アウディA1は2010年3月のジュネーブショーで発表され、ドイツでは8月から、右ハンドルのイギリスは12月、日本では2011年1月から発売されている。
A1は2007年の東京モーターショーに出展されたハイブリッドコンセプトカー、メトロプロジェクト・クワトロ(3ドア)や2008年のパリサロンに出展されたA1スポーツバック・コンセプト(5ドア/ハイブリッド)の延長線上にある。ちなみに2010年3月のジュネーブショーでは、A1のEV版であるA1 e-tronプロトタイプも出展されており、近い将来にはこのEVの追加も予想できる。
A1はフォルクスワーゲングループのVWポロ、セアト・イビサと同じPQ25プラットフォームを採用しているが、車両開発はアウディとセアトがコラボレーションを行っており、VWポロと兄弟車というわけではない。セアトが開発する車両は、グループ内ではアルファロメオのようなドライビングプレジャー追求型ブランドと位置づけられており、そういった意味からもA1は最適と考えられたのだろう。
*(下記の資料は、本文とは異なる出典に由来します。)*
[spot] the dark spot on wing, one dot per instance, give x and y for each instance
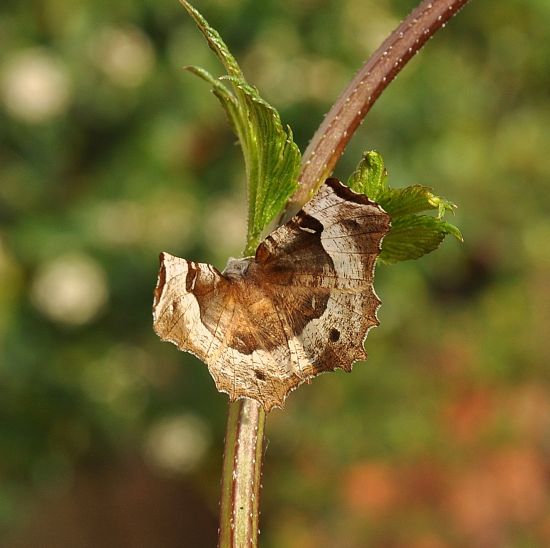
(161, 281)
(191, 275)
(259, 375)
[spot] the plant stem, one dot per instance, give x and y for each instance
(243, 453)
(349, 110)
(241, 480)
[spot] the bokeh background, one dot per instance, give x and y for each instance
(110, 153)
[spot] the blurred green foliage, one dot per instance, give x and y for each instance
(109, 154)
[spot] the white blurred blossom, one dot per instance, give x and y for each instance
(71, 289)
(34, 85)
(124, 55)
(175, 445)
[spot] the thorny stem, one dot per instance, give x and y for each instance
(347, 113)
(243, 453)
(241, 477)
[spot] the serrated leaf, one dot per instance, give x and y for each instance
(413, 199)
(411, 237)
(272, 159)
(370, 176)
(217, 45)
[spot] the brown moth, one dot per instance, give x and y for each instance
(301, 306)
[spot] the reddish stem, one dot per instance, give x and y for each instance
(244, 438)
(351, 107)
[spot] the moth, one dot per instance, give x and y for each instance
(301, 306)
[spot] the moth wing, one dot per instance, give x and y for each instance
(319, 268)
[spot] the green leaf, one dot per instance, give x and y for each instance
(370, 176)
(272, 159)
(411, 235)
(413, 199)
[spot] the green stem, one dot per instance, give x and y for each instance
(241, 480)
(243, 453)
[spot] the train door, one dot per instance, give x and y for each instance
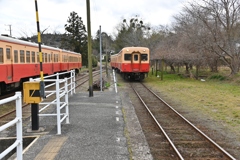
(51, 61)
(136, 61)
(9, 63)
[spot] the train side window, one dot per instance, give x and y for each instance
(144, 57)
(8, 53)
(46, 57)
(15, 56)
(22, 56)
(28, 56)
(38, 57)
(1, 55)
(135, 57)
(33, 57)
(127, 57)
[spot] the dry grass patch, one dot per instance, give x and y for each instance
(218, 100)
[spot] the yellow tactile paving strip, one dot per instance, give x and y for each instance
(51, 149)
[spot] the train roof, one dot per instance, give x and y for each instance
(22, 42)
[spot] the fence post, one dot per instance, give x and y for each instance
(19, 125)
(71, 78)
(74, 80)
(58, 106)
(66, 101)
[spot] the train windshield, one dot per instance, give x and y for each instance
(144, 57)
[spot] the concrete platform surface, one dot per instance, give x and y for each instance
(95, 132)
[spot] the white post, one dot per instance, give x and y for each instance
(71, 81)
(115, 82)
(74, 80)
(66, 101)
(19, 125)
(58, 106)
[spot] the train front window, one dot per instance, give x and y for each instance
(135, 57)
(144, 57)
(33, 57)
(8, 53)
(28, 56)
(127, 57)
(1, 55)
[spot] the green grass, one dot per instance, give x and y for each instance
(214, 97)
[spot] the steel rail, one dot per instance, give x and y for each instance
(160, 127)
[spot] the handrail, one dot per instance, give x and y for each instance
(18, 121)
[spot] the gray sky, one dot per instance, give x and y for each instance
(53, 14)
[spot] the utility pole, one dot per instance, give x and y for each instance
(100, 38)
(10, 29)
(89, 50)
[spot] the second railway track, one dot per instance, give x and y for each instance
(178, 137)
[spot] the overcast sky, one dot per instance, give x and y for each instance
(53, 14)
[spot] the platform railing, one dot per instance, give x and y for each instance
(18, 144)
(61, 94)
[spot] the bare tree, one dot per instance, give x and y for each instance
(221, 20)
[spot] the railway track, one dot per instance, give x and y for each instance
(179, 138)
(26, 108)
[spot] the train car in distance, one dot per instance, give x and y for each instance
(132, 62)
(19, 61)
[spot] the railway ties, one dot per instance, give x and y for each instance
(186, 141)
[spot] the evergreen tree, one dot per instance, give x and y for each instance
(75, 38)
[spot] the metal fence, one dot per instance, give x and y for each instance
(18, 122)
(61, 94)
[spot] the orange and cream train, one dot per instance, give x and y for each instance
(19, 61)
(132, 62)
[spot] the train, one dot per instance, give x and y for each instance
(19, 61)
(132, 62)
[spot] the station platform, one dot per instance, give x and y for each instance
(96, 131)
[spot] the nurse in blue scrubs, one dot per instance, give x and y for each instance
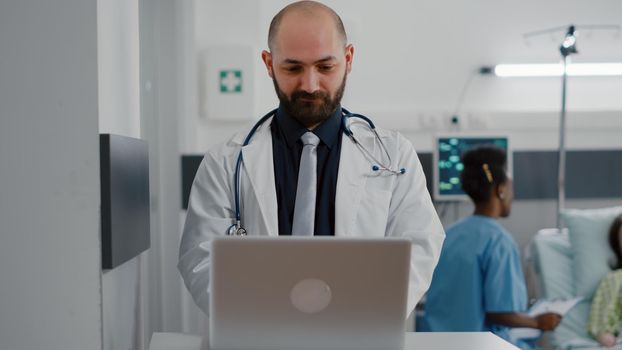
(478, 284)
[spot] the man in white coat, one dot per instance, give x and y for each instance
(308, 61)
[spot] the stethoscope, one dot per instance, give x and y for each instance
(377, 166)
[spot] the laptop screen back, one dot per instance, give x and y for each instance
(308, 293)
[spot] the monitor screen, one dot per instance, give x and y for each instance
(448, 164)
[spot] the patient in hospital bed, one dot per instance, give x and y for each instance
(605, 321)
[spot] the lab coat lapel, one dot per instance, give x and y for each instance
(354, 169)
(258, 166)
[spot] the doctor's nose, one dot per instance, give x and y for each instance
(310, 82)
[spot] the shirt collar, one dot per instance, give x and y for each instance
(328, 131)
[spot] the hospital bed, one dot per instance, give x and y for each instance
(552, 256)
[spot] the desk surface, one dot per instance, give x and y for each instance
(437, 341)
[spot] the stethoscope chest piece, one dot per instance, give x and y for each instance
(236, 230)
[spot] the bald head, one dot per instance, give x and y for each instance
(308, 9)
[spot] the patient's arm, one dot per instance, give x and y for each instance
(546, 322)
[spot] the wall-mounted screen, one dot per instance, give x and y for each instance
(448, 164)
(125, 198)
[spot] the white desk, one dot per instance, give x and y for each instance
(414, 341)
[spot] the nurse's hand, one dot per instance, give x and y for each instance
(548, 321)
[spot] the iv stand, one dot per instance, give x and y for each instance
(566, 49)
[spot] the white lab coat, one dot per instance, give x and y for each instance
(368, 203)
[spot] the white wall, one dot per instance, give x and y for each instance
(124, 291)
(50, 287)
(412, 59)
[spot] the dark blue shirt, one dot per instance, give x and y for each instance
(287, 150)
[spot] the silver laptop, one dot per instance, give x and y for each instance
(314, 293)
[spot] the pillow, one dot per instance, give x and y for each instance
(588, 231)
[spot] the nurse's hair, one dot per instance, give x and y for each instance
(614, 241)
(309, 8)
(484, 168)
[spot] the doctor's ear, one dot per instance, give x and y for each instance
(267, 60)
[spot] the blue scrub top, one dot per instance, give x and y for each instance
(479, 271)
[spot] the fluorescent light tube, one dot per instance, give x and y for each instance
(556, 70)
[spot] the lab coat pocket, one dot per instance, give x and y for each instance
(371, 219)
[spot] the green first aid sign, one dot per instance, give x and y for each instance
(230, 81)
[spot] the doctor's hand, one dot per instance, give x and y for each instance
(548, 321)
A1のライバルは、プレミアム・サブコンパクトに位置するBMW MINI、アルファロメMiTo、シトロエンDS3などで、VWポロと比較されがちだが、この点でも直接的な競合関係にはない。またA1はベルギーのホルスト工場、つまりA1だけを作る最新設備を充実させた専用工場で生産されていることも特異な点である。A1はライバル車と同様に3ドアボディのみの設定だが、2011年末頃には5ドアボディも追加される予定といわれている。
コンセプト
A1出現までのコンセプトの流れからわかるように、都市交通におけるハイブリッドシステムやEVを強く意識したモデルで、近い将来にはこうした発展・拡張性が与えられていると考えられる。つまりは、1999年から2005年までヨーロッパで発売されたA2に代わる役割も与えられているはずだ。A2はメルセデスAクラスより200kg以上軽量なオールアルミボディに1.2L・TDIエンジンを搭載し3.0L/100kmを狙った野心作だったが、あまりにコストが高く実験的な性格が強かった。そこで、今回のA1は量産性を考慮したうえで、エコ技術の拡張性をあらかじめ盛り込んでいるといえる。
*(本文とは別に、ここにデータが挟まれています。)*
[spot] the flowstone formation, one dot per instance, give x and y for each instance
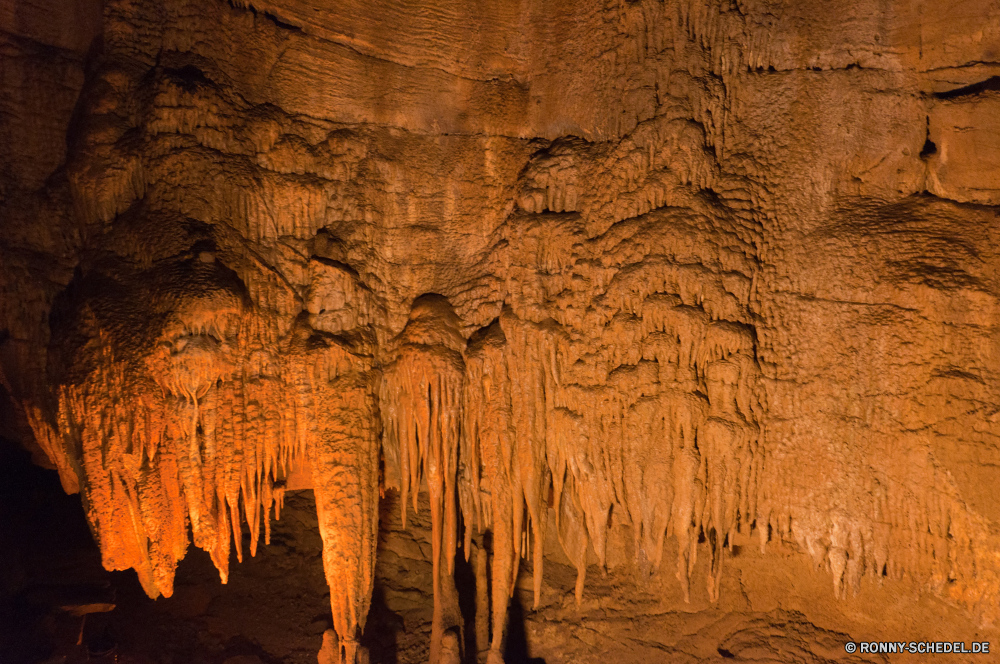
(715, 273)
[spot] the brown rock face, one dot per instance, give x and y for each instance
(691, 293)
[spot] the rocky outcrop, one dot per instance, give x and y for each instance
(712, 273)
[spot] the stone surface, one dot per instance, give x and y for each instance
(686, 312)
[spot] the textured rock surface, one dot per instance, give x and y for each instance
(697, 293)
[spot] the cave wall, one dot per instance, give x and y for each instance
(713, 275)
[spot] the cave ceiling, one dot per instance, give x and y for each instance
(723, 273)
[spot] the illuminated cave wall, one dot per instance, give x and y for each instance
(716, 272)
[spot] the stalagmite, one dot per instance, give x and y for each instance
(644, 282)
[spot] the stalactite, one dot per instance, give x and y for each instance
(421, 396)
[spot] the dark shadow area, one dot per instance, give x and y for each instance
(516, 648)
(51, 579)
(465, 583)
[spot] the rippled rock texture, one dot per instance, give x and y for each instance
(687, 291)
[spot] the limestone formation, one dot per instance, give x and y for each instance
(709, 271)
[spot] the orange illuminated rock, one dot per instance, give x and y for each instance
(703, 273)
そうした思惑と同時に、ファッションやライフスタイルを重視するプレミアム・サブコンパクトのセグメントに切り込む目的もあり、A1のターゲットユーザー層は、若い世代で都市部に住む、ライフスタイル優先型の富裕層やセカンドカー需要で、こうしたユーザー層にふさわしいプレミアム・サブコンパクトカーとして企画されている。
またアウディらしさの象徴として、俊敏なシャシー性能、パワフルなエンジンというスポーツ性と燃費経済性に加え、特徴的なルーフのアーチ形状やクーペのようなCピラー、大きなホイールアーチなど斬新なデザインが与えられ、ひと目でA1の素質がわかるようにしている。
ボディ&デザイン
ボディサイズは全長3954mmと4mを切り、全幅は1740mm、全高は1417mmと低く、ホイールベースは2469mm、そしてオーバーハングを切り詰めたスポーティなサイズにまとめている。エクステリアのデザインは、アーチ状のルーフ、クーペのようなCピラー、明確なショルダーラインが特徴的で、エモーショナル、大胆、先進的といったアウディのデザイン言語そのものである。
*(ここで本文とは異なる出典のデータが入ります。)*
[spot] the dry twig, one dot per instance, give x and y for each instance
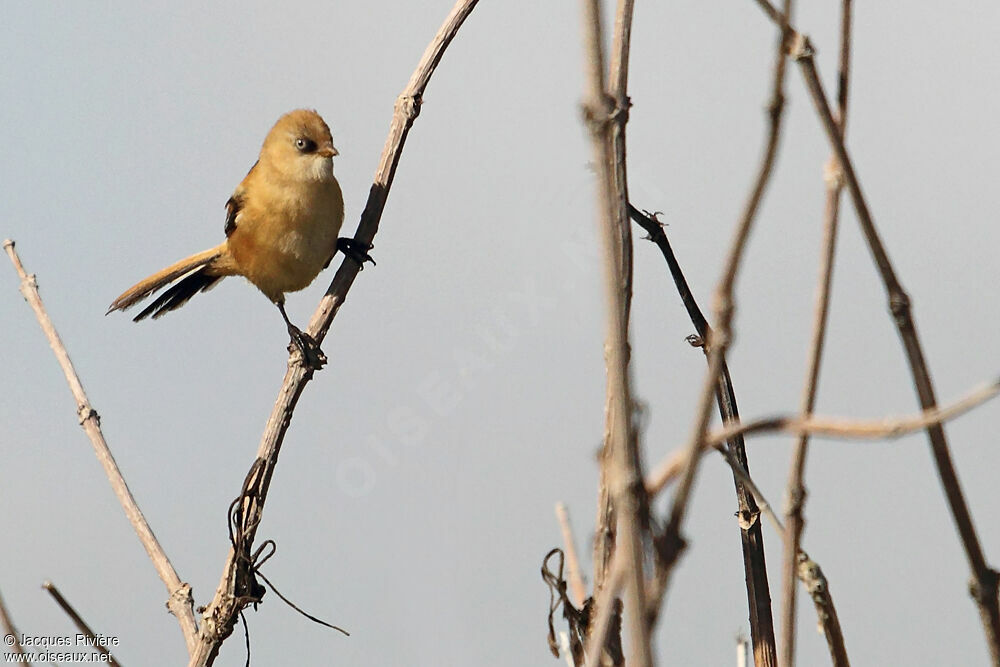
(985, 582)
(751, 538)
(625, 476)
(796, 492)
(179, 603)
(220, 616)
(80, 623)
(671, 543)
(573, 572)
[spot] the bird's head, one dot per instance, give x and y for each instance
(300, 147)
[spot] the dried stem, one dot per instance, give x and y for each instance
(796, 492)
(752, 540)
(606, 610)
(985, 583)
(179, 603)
(573, 572)
(605, 532)
(221, 614)
(889, 428)
(80, 623)
(671, 543)
(625, 476)
(7, 625)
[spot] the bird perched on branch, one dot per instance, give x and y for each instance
(281, 229)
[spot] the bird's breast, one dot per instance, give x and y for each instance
(285, 236)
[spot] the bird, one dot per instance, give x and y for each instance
(282, 226)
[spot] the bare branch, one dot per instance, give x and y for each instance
(221, 614)
(574, 574)
(888, 428)
(985, 584)
(796, 493)
(751, 538)
(179, 603)
(80, 623)
(672, 542)
(625, 478)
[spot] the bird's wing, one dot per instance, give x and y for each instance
(233, 207)
(235, 203)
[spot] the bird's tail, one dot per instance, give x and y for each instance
(197, 273)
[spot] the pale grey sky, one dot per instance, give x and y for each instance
(421, 527)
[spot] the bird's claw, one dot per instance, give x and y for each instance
(312, 355)
(353, 248)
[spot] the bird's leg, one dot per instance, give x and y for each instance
(311, 354)
(353, 248)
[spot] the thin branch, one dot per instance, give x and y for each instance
(607, 609)
(573, 572)
(625, 478)
(221, 614)
(179, 603)
(889, 428)
(808, 571)
(605, 533)
(985, 584)
(7, 625)
(80, 623)
(796, 493)
(751, 538)
(671, 542)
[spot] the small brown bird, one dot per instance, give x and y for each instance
(281, 228)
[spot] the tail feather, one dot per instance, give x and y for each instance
(179, 294)
(197, 272)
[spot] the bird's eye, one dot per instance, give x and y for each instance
(305, 145)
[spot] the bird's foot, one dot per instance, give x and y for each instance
(353, 249)
(312, 355)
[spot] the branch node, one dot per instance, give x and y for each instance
(694, 340)
(747, 519)
(180, 597)
(899, 306)
(794, 500)
(833, 174)
(408, 106)
(801, 48)
(983, 587)
(85, 412)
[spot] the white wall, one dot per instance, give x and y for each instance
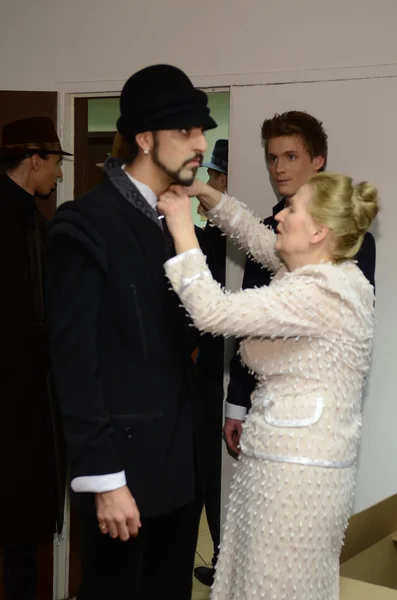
(49, 42)
(361, 121)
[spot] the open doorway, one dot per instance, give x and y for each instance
(95, 128)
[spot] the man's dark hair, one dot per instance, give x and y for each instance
(133, 148)
(13, 161)
(295, 122)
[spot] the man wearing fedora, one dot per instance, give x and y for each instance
(121, 353)
(210, 368)
(30, 155)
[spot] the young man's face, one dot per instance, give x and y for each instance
(290, 165)
(179, 153)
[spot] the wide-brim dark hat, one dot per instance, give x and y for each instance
(162, 97)
(35, 134)
(220, 157)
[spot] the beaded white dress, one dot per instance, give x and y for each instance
(308, 339)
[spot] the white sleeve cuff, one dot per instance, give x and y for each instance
(234, 411)
(96, 484)
(176, 259)
(218, 206)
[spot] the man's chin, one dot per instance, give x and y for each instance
(45, 195)
(185, 180)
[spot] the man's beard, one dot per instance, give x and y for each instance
(176, 176)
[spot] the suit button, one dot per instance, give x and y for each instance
(128, 432)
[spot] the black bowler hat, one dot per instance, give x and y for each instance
(161, 97)
(220, 157)
(35, 134)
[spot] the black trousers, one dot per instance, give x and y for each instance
(20, 571)
(144, 567)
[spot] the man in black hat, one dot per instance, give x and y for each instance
(121, 352)
(210, 367)
(31, 156)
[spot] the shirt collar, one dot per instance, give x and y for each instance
(144, 189)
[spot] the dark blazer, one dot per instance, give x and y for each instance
(121, 348)
(241, 383)
(28, 507)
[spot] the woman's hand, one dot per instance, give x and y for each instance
(176, 206)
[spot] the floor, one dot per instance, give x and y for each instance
(204, 554)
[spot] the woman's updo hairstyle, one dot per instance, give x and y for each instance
(346, 209)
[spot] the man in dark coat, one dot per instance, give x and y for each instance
(296, 147)
(121, 353)
(31, 155)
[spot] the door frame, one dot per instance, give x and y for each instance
(65, 192)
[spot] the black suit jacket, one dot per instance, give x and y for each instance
(242, 384)
(27, 465)
(121, 349)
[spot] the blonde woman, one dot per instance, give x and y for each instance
(308, 340)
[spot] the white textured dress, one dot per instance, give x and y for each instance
(308, 340)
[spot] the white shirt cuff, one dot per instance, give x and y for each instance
(96, 484)
(176, 259)
(234, 411)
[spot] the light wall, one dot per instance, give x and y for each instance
(104, 112)
(46, 43)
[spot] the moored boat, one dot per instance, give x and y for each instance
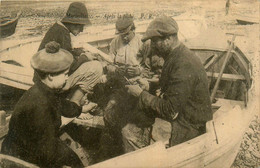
(8, 25)
(232, 104)
(244, 20)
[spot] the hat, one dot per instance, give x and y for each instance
(77, 14)
(124, 24)
(160, 27)
(52, 58)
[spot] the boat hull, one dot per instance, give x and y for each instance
(8, 29)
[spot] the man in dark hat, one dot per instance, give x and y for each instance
(184, 100)
(33, 133)
(129, 54)
(84, 73)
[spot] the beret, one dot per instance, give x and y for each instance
(52, 58)
(124, 24)
(160, 27)
(77, 14)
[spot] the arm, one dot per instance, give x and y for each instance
(69, 109)
(174, 98)
(112, 50)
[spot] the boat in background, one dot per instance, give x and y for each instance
(245, 20)
(8, 25)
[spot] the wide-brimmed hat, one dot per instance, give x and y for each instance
(52, 58)
(160, 27)
(124, 24)
(77, 14)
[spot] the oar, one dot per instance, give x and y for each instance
(231, 46)
(103, 55)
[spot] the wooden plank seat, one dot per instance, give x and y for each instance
(7, 161)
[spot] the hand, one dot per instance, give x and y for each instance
(143, 83)
(134, 90)
(133, 71)
(111, 69)
(89, 56)
(88, 107)
(85, 116)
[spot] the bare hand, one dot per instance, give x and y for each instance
(88, 107)
(134, 90)
(89, 56)
(85, 116)
(143, 83)
(133, 71)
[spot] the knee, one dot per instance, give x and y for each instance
(94, 67)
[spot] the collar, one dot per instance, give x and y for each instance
(60, 23)
(175, 50)
(44, 88)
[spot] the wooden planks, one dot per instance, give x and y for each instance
(228, 77)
ヘッドライトは最も新しいウイングデザインを採用し、印象的で若々しく、そして同時に強い個性を感じさせる。バイキセノン・ヘッドライトはオプション設定で、テールランプはワイド感を強調したデザインをしており、特にバイキセノンヘッドライト仕様の場合、テールライトは片側54個のLED/3.5Wが使用され、スーパーレッドの色合いと立体感による独特のテイストになっている。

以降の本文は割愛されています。